James Hymms v. Commonwealth of Pennsylvania (WCAB); No. 909 C.D. 2021; filed Aug. 11, 2022; Judge Fizzano Cannon

Absent fraud, deception, duress, mutual mistake or unilateral mistake caused by the opposing party, a Compromise and Release Agreement cannot be set aside.

The claimant filed a claim petition pro se, alleging he sustained a work-related traumatic hearing loss. Eventually, and with the assistance of counsel, the claimant entered into a Compromise and Release Agreement settling his claim. The settlement hearing was held telephonically, where the claimant testified quite clearly regarding his understanding of the settlement. At the hearing, the workers’ compensation judge told the claimant that if the settlement was approved, his case was over and he could not come back if at some time in the future he believed he settled for too little money. The claimant responded by saying he still wanted to settle his case, and the C&R Agreement was approved.

The claimant then appealed the decision approving the C&R Agreement to the Workers’ Compensation Appeal Board. According to the claimant, the parties mutually made computational errors relative to the amount in hearing loss benefits he would be entitled to for his injury. The Board affirmed the judge’s approval of the settlement and dismissed the claimant’s appeal.

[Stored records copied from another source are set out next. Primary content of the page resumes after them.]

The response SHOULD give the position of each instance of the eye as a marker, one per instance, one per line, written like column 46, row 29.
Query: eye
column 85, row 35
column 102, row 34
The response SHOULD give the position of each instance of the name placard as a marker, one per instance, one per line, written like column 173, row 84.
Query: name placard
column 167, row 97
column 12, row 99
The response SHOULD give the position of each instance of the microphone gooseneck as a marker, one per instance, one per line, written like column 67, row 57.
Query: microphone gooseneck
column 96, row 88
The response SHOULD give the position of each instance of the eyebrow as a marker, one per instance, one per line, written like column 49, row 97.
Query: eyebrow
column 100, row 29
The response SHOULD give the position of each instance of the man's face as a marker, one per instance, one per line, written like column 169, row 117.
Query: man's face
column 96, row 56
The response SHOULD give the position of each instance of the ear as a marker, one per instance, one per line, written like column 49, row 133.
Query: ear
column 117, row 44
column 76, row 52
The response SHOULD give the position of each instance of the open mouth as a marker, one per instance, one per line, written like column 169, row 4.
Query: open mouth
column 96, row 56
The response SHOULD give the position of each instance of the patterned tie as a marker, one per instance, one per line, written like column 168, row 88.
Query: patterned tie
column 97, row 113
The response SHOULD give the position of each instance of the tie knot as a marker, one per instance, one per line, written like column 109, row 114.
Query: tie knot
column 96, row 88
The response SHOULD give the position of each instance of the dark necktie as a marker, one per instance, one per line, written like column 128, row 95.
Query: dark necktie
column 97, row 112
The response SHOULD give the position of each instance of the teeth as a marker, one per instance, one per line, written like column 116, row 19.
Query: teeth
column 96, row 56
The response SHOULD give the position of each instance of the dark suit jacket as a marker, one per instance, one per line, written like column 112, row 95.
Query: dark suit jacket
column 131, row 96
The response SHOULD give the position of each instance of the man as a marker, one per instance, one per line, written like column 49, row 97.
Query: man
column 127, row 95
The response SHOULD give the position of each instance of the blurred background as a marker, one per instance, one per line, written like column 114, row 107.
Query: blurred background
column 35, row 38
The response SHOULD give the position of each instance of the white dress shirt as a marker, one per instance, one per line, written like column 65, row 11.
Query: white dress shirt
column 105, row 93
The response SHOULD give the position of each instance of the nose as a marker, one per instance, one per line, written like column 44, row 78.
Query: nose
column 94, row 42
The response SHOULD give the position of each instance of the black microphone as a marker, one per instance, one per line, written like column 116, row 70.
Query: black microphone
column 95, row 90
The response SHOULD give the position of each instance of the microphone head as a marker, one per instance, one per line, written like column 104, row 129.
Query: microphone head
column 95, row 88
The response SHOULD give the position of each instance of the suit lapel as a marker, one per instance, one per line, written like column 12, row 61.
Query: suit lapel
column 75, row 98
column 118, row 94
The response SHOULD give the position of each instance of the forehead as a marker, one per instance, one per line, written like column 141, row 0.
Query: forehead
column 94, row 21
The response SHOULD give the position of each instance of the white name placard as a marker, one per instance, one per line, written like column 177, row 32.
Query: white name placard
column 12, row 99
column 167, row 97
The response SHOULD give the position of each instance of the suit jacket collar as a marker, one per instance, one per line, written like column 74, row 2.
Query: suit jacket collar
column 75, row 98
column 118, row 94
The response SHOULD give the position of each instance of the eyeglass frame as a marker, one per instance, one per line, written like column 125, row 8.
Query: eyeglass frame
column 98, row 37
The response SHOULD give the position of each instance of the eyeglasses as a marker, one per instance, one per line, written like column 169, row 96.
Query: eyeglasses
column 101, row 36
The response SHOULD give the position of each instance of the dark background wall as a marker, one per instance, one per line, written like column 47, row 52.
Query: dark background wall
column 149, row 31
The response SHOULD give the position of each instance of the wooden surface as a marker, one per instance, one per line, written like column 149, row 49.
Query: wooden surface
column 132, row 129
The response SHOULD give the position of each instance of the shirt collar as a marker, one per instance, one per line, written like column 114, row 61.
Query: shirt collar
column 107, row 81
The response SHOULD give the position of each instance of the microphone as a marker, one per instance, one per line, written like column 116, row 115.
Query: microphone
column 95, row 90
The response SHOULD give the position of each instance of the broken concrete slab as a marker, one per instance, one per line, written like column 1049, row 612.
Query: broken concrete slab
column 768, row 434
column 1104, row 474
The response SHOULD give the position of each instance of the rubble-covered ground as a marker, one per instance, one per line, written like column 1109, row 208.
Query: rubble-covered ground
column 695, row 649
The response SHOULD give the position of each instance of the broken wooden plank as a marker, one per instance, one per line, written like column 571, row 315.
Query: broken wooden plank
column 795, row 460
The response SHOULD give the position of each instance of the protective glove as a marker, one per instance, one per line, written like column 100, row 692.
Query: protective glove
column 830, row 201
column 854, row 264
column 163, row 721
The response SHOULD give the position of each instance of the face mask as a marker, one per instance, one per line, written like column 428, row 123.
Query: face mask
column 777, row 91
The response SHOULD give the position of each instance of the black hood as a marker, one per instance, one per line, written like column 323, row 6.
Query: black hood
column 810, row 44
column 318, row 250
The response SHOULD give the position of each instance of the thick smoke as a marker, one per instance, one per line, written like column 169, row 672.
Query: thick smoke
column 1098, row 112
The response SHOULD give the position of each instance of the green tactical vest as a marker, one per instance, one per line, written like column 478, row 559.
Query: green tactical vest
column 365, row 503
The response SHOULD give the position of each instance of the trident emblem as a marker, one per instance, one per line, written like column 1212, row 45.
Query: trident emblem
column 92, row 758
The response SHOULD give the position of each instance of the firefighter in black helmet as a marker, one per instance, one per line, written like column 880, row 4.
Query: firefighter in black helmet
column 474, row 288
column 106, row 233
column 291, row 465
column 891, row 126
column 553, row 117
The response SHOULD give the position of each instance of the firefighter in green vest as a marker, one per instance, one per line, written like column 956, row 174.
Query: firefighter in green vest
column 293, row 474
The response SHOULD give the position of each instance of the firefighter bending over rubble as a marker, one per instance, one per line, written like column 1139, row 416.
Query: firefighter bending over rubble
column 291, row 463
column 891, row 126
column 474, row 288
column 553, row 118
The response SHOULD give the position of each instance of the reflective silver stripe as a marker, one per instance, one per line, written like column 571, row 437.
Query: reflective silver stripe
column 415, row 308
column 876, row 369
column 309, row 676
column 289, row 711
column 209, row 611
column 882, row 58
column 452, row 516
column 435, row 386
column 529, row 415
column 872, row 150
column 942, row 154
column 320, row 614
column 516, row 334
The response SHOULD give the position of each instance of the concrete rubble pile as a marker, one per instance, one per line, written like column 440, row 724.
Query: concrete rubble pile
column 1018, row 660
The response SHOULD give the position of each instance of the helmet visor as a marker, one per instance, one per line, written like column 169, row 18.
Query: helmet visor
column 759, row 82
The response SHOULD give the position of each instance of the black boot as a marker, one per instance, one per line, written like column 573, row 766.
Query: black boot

The claimant appealed to the Commonwealth Court, which also dismissed the claimant’s appeal. They rejected the claimant’s contention that there was “total agreement” between the parties regarding the claimant’s specialist’s evaluation of hearing loss percentages and that the lump sum was to be based on those percentages, in accordance with the formulas set forth in Section 306(c)(a)(ii) of the Act. The court noted that the C&R Agreement, the claimant’s testimony, and the evidentiary record was devoid of any indication that the parties agreed to utilize a formula calculating the lump sum payment or that the employer was even aware of such an agreement.